Middle Class At Mercy Of Market Forces

KOLKATA (TIP): The lower interest rate cycle in India, which began in April last year, has probably lasted as long as the recent Australian first innings at Lords. As the rupee crumbles and a desperate government lurches from one crisis to another, the middle-class’ hopes of cheaper home and auto loans have quietly been snuffed out, leaving thousands of lower and middle-income households at the mercy of relentless market forces that are beyond control.

YES Bank raised its base lending rate by 25 basis points to 10.75% and fixed deposit rates by 25-50 basis points, effective August 1. And Axis Bank, the third-largest private lender, raised deposit rates by up to 400 basis points for select maturities. Smaller banks such as Development Credit Bank and Ratnakar Bank have also raised deposit rates. 100 basis points equals 1 percentage point. YES Bank has led the sectoral reversal at a time lenders are battling high cost of short-term funds.

For years, they binged on short-term money, taking advantage of benign rates. Unlike their bigger private and public sector peers, these banks did not have big branch networks that could attract cheap retail deposit money. But now the party is over. After the central bank squeezed liquidity and raised short-term rates last week, lenders have been forced to do what was considered unthinkable three months ago: Raise deposit rates to attract retail money. A recent report of India Ratings & Research said the Indian banking system’s dependence on short-term liabilities has grown to a point where refinancing pressures could hurt margins, unless rebalanced.
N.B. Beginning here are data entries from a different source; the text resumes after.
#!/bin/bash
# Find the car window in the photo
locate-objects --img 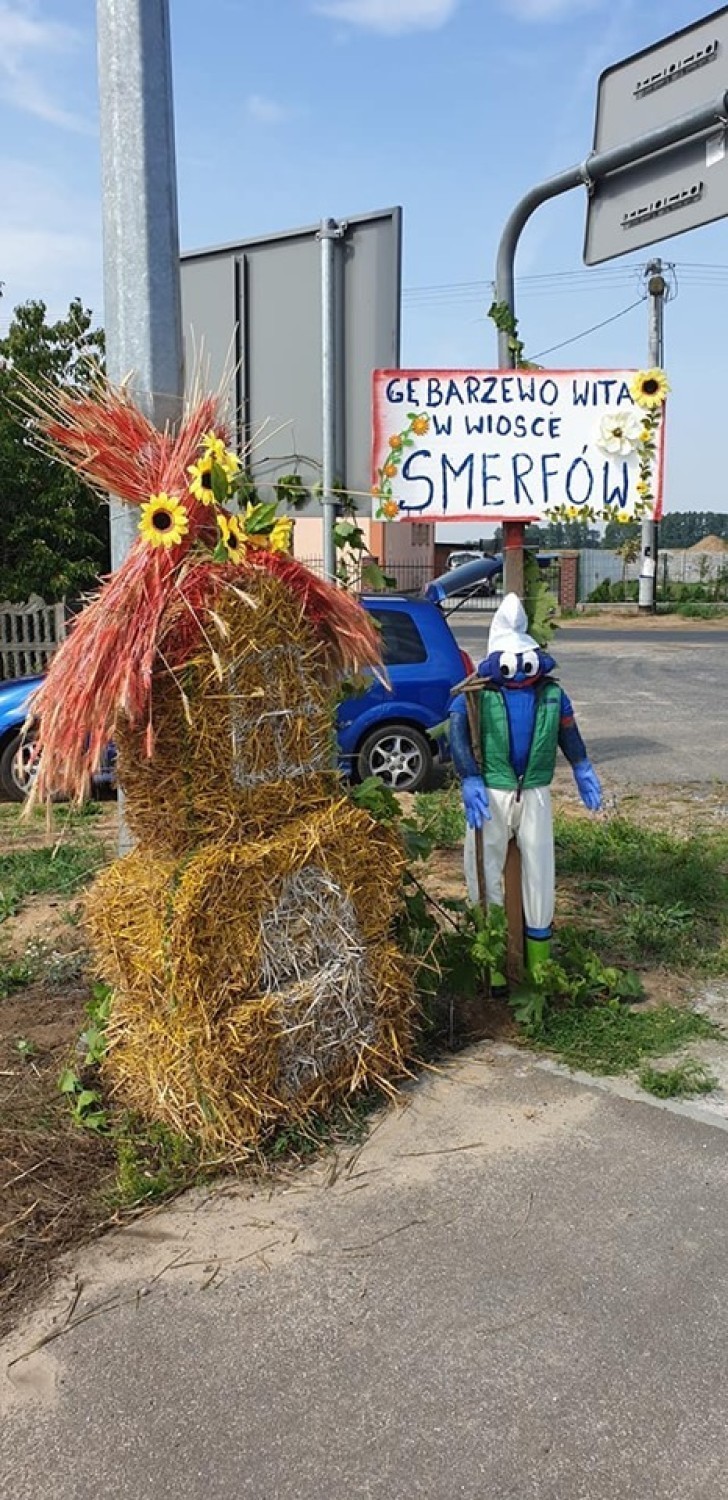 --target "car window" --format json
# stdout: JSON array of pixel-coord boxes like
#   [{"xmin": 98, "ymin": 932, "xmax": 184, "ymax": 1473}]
[{"xmin": 367, "ymin": 609, "xmax": 428, "ymax": 665}]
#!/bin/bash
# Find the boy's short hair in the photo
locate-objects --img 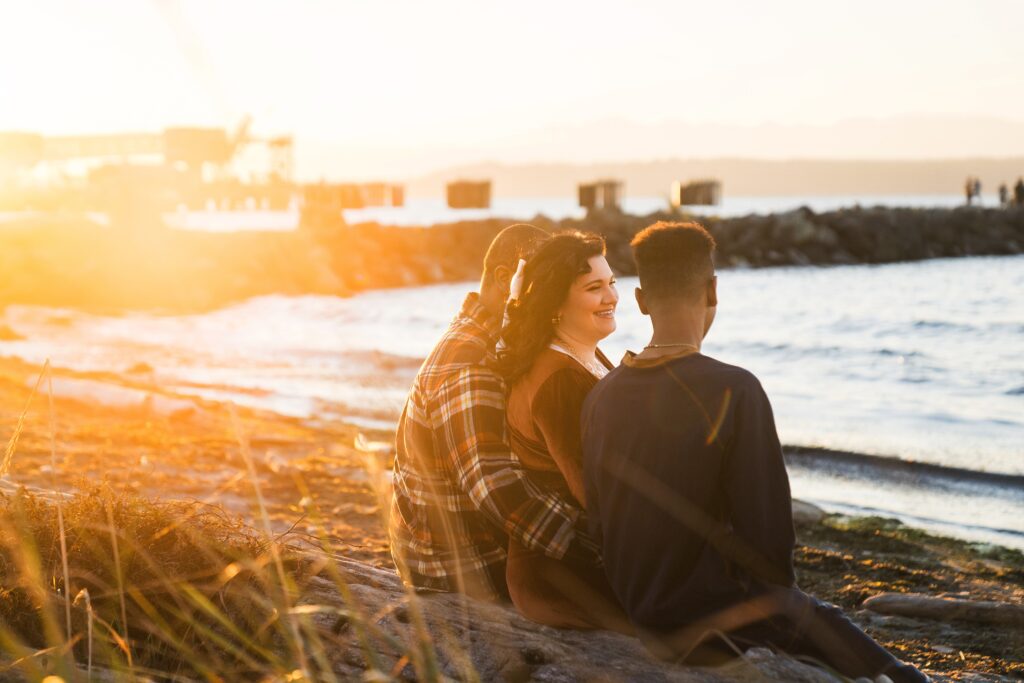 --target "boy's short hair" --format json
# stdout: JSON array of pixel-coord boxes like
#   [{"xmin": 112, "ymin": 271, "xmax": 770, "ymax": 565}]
[
  {"xmin": 630, "ymin": 221, "xmax": 716, "ymax": 302},
  {"xmin": 482, "ymin": 223, "xmax": 549, "ymax": 286}
]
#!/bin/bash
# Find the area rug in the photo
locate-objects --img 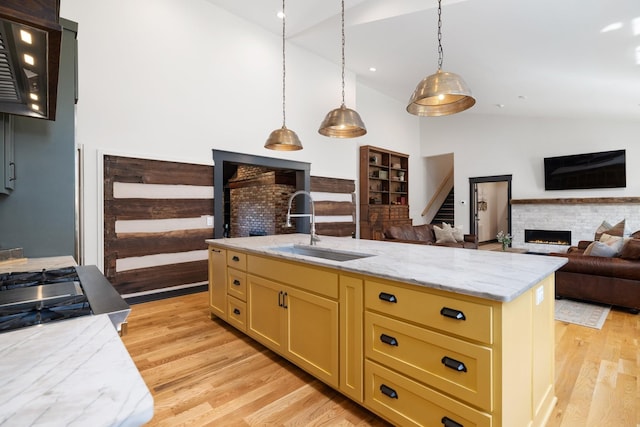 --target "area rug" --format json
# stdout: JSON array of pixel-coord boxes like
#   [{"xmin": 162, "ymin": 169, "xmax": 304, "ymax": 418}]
[{"xmin": 554, "ymin": 299, "xmax": 611, "ymax": 329}]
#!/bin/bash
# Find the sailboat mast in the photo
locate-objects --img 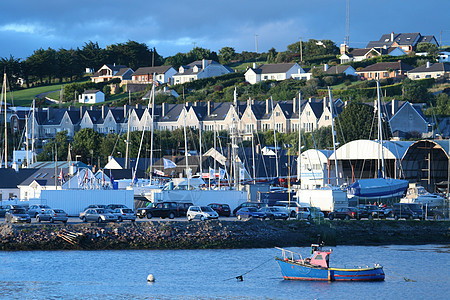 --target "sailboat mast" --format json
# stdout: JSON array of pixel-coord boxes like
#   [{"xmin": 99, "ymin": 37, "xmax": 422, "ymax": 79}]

It said deposits maturing in less than one year formed over 45% of total deposits in 2013, up from 33% in 2002. A significant part of these deposits had maturities less than six months and, for some banks, included a growing share of wholesale money market borrowings. “Banks that largely rely on wholesale and shortterm funding are affected the most and are forced to raise interest rates. Many of them have increased rates to attract retail depositors,” India Ratings & Research Senior Director Ananda Bhowmik said.

YES Bank’s Deputy CFO & Group President for financial management Jaideep Iyer said the rate hike decision is in sync with the market, but denied dependence on short-term funding. “More than 86% of deposits come from individuals with ticket size of less than 0.2% of our deposit base. We have a lot of granularity and a sustainable funding profile. We do not have a strategy of relying on shortterm funding.” The bank said short-term corporate deposits constitute less than 10% of its total deposits and less than 6% of funding.

Its current and savings account share is 20.2% as of June while public sector banks, which have extensive branch networks, typically enjoy a higher CASA ratio. Current and savings bank deposits are less costly for banks and hence a higher ratio means better profitability. An Axis Bank spokesperson was more guarded, but direct. “This increase in interest rates on term deposits has been carried out to take into account current money market conditions and to align it to prevailing market rates.”